Loss aversion and heuristical thinking isn’t the only issue here. There’s also the diminishing value of money. Remember this idea each sports off-season as athletes prioritize teammates, situations, and locations over more money.
How can someone ‘give up’ millions of dollars? They’ve already got millions. As the billionaire who wasn’t Chuck Feeney noted, “You can only wear one pair of shoes.”
Solution: Reframe money as time or per person. Gurley praises the work of Daniel Elk for the Spotify listing.
Media as framing.
If an IPO is underpriced and ‘pops’ then, “the press reinforces this and thinks the pop is good.” It certainly seems good
Ben Hunt warns of the “constant hot take culture” and references The Island of Blue and Green-eyed people. What matters for the islanders, the hot takes, and Hunt’s sheep is what everyone thinks everyone thinks. Who helps tell the story? The media.
Sometimes though, the media is wrong. This error is most glaring when the delta between media-knowledge and insider-knowledge is largest.

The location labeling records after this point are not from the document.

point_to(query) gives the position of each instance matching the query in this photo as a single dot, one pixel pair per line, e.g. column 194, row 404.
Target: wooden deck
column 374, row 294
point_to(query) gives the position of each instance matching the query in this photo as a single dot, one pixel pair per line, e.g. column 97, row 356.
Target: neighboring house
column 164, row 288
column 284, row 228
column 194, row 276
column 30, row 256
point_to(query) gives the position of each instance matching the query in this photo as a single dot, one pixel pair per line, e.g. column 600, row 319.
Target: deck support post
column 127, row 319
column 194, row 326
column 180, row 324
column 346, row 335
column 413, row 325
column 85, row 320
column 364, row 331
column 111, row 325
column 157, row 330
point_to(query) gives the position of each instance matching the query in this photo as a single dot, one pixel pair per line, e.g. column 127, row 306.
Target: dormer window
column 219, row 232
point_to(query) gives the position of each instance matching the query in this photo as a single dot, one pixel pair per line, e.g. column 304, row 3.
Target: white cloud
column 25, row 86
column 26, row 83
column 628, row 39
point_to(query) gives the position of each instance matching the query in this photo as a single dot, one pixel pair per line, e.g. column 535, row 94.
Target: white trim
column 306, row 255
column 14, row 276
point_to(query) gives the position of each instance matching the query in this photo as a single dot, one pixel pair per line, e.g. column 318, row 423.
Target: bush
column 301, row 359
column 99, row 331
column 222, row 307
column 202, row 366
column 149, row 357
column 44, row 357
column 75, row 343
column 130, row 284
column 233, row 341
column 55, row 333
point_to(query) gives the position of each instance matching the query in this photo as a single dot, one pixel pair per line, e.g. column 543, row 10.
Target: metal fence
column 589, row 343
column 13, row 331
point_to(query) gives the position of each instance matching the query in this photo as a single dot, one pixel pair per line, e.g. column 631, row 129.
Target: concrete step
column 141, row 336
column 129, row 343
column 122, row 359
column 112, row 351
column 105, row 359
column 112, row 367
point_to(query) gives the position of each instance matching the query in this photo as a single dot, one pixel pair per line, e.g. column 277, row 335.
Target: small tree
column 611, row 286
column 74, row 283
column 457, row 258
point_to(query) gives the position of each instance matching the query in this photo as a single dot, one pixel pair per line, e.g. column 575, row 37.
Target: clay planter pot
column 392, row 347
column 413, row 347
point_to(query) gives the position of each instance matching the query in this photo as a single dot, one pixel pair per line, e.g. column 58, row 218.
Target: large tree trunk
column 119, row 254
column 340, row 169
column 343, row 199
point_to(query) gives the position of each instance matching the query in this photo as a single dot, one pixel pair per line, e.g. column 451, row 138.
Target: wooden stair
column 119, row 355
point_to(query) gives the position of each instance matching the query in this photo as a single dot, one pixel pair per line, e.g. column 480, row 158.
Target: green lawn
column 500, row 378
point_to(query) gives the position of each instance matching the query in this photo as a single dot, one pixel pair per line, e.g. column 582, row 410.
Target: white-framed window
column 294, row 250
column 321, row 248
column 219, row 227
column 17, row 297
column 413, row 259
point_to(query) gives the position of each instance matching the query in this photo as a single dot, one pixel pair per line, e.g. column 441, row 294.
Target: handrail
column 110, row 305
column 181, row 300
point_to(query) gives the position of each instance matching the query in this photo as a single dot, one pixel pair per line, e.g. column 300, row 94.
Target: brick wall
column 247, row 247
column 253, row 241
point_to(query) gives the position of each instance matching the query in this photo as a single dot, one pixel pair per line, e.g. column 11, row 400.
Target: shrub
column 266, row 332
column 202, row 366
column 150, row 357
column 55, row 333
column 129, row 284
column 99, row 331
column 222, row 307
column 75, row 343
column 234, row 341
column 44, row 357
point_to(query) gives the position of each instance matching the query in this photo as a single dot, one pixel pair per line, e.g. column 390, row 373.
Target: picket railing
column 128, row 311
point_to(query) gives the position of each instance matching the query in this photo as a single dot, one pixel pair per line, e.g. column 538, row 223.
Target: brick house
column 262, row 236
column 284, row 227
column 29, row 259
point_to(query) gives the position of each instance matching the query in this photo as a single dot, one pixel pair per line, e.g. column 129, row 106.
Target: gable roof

The management of this framing is the reason Sam Hinkie lost his job but Jeff Luhnow kept his.
When the media frames things one way (Hinkie’s an idiot, IPO pops are good) other people adopt that as their frame too and it’s hard to change.
Solution: Direct Listings need a better story around them. Seth Godin said that global warming was a terrible story and that “atmosphere cancer” told a more accurate one.
Framing matters. I’d wager we’ll hear a lot more about this from Gurley in the future. He’s trying to reframe how people see things. Now you’ve been reframed too. Thanks for reading.